The session was originally scheduled to discuss the FAI’s ambitious Infrastructure plan which outlines a 15 year plan to put €863 million into Irish football facilities all the way from the grassroots to the League of Ireland.
We can only hope that that still remains the main focus of discussion, not least because it is a programme that would transform the sport and impact on hundreds of thousands of citizens, if not many millions over time.
There is a significant ask of public investment which will require close scrutiny and management and this should be the start point in public following months of discussion in and around the corridors of power.
Instead though, and proportional representation democracy being what it is, stoked by media obsession having allowed the scandals of the John Delaney era go largely undiscovered for too long, (mea culpa on that front as well for full disclosure), we will spend much of the time discussing the €20,000 payment made in error to CEO Jonathan Hill, approved by the Chair at the time Roy Barrett, but subsequently apologised for and paid back in full.
To put that sum in context that is €20,000 under scrutiny taking time from the diving deeper into plans to invest €863 million.

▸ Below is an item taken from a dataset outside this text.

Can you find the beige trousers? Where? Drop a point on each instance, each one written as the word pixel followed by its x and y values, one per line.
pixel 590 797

To save the use of a calculator or the scribbling on a notepad, that is an amount of public expenditure 43,150 times greater being pushed back on the agenda.

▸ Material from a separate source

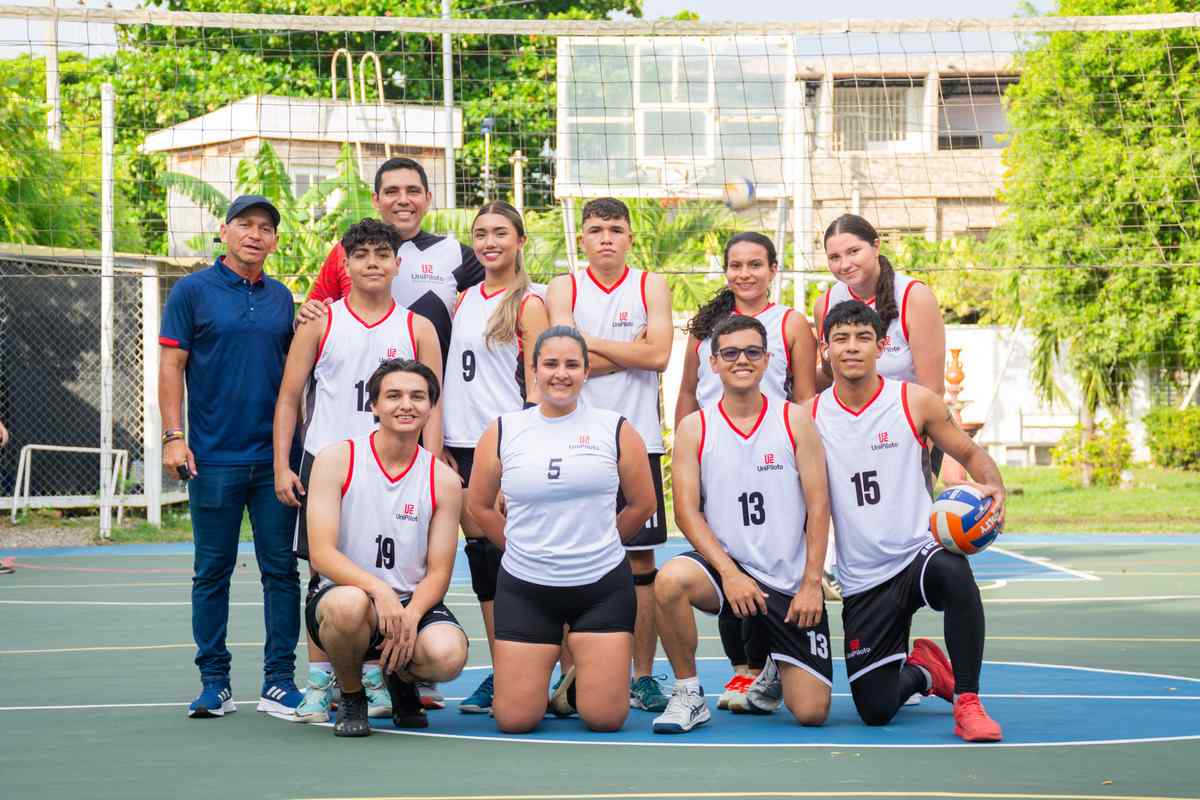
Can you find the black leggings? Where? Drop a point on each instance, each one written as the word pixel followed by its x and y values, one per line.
pixel 951 589
pixel 745 642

Put another way it is 0.005 percent of the overall facility investment plan, on an amount that has already been paid back and apologised for as an oversight, which the CEO did not ask for in the first place and even then is only one item of the Memorandum of Understanding between Government and the FAI from 30th January 2020 that has now in all material aspects been implemented.
It took a few steps more than ideal but the FAI also voted at Saturday’s AGM to become compliant with the Government’s requirement for 40 per cent gender balance on boards by the end of this year. there are still 31 sporting bodies and local sports partnerships about whom that is not yet the case.
It may be for optics but no harm nonetheless that the majority of FAI Board members attending today’s session are likely to be women and independent members.
There is no question that the FAI, for the sins of the past, need to be held to a higher level of scrutiny than other sporting bodies. There is also no question that it needs to ensure that a belt and braces, gold standard, take your pick of descriptors, approach to governance has to be adhered to.
That didn’t happen in this one instance of remuneration but the mistake was owned, and the organisation has apologised and is now compliant.
Scrutiny has worked, now poring over the detail in a public forum, where opportunities do not come along every day of the week, needs to be proportional.
We can only hope that the three hours scheduled for today’s hearing are taken up by the most important matters, even if they do not grab the headlines.
We will report in today’s PM Bulletin on whether that hope is fulfilled or not.